Given a symmetric, positive semi-definite matrix $M$ with $p$ dimensions, and its eigenvalues are $\lambda_1=\lambda_2>…>\lambda_p$, how to show that the corresponding eigenvectors $u_1$ and $u_2$ are not unique and span 2-dimensional subspace?
Tried:
let $U = (u_1, u_2,…,u_p)$, $D = $diag$(\lambda_1,…,\lambda_p)$, then we have $M = UDU^\intercal$, and due to orthogonality of $U$, we have $D = U^\intercal MU$, and satisfies $u_1^\intercal Mu_1=u_2^\intercal Mu_2$.
Also, we know that $u_1^\intercal u_1=u_2^\intercal u_2 = 0$, as well as $u_1^\intercal u_1 = u_2^\intercal u_2 =0$.
I just don't know how to make use of these relations…
Any ideas??
Best Answer
You know that $M=U D U^T$, with $D$ diagonal and $U$ unitary.
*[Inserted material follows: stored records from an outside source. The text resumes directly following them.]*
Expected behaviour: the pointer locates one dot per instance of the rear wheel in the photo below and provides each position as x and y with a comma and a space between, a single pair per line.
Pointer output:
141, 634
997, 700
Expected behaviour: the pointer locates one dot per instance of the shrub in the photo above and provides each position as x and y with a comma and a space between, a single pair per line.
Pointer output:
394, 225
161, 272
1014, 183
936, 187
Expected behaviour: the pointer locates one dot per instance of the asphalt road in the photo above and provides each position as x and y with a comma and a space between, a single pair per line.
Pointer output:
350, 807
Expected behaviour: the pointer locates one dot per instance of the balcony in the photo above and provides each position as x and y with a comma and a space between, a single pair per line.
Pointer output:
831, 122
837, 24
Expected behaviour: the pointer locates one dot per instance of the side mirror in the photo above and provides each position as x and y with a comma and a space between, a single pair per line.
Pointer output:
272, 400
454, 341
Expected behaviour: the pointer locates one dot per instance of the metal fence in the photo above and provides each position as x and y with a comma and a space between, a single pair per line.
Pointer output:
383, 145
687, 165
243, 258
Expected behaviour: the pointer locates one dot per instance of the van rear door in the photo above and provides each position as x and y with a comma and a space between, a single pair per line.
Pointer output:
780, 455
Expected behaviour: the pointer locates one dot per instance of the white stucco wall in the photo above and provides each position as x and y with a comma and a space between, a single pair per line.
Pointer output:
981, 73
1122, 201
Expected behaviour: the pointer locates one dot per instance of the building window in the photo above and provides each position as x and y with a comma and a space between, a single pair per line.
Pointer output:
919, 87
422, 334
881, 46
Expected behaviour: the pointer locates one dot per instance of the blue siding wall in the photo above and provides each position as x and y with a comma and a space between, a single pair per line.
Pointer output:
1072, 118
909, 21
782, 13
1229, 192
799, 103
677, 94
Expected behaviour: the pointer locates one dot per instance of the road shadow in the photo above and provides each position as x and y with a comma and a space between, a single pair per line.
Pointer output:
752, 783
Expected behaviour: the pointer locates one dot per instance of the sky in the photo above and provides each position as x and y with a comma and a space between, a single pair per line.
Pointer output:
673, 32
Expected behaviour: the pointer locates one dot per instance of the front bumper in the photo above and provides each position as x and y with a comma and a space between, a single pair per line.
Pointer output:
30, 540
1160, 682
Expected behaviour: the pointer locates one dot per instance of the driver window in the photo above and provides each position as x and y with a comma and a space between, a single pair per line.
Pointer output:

Suppose $D$ is ordered so that $D= \operatorname{diag}(\lambda_1,\lambda_1,\lambda_3,...,\lambda_p)$.
Then $(M-\lambda_1 I)x = 0$ iff $(D-\lambda_1 I) U^T x = 0$.
Note that $D-\lambda_1 = \operatorname{diag}(0,0,\lambda_3-\lambda_1,...,\lambda_p-\lambda_1)$ and let $y_1 = U e_1, y_2 = U e_2$, then $y_1,y_2$ are linearly independent and $(D-\lambda_1 I) U^T y_k = (D-\lambda_1 I) e_k = 0$ (for $k=1,2$).
Hence $\operatorname{sp} \{ y_1,y_2\} \subset \ker (M-\lambda_1 I)$.
Since $\operatorname{sp} \{ y_1,y_2\} = \operatorname{sp} \{ y_1-y_2, y_1+y_2 \}$, we see that the eigenvectors are not 'unique'.
As an aside, eigenvectors are never unique. Even if normalized, if $u$ is an eigenvector, so is $-u$.